That begs the question: With the GDP moderating, what's the next catalyst for economic growth? “We've had two locomotives in the last 10 years,” says Edward Leamer, director of the UCLA Anderson Forecast in Los Angeles, which provides quarterly economic projections for the nation and the state of California. “During the Internet rush period of the late 1990s and into 2000, the locomotive was business spending on equipment and software,” Leamer adds.

“With that locomotive pulled off to the sidelines, Mr. Greenspan [former Fed chairman Alan Greenspan] got another locomotive going by giving us these incredibly low interest rates for so long.” The end result, says Leamer, was an incredible boom in the housing market that enjoyed a bull run for several years.
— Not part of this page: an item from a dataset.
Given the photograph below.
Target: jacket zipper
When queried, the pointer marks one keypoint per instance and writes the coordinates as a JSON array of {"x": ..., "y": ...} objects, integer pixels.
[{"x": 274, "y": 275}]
Indeed, after the 2001 recession spending on housing as a percentage of GDP rose to levels not seen since the 1950s.

But now that those two economic drivers have run their course, our focus turns to the next, as yet unknown, catalyst. Will it be biotech, or U.S. exports, or new energy sources? Food for thought: A recent story in the online edition of Farm Press discusses the great demand for corn to meet higher demand for ethanol production. No, corn is not the panacea, but it's fascinating how our economic system continually reinvents itself. For its part, the commercial real estate industry is generally a follower of macro-economic change, not a leader. Whatever emerges as the next great locomotive, you can bet that real estate will be riding that train.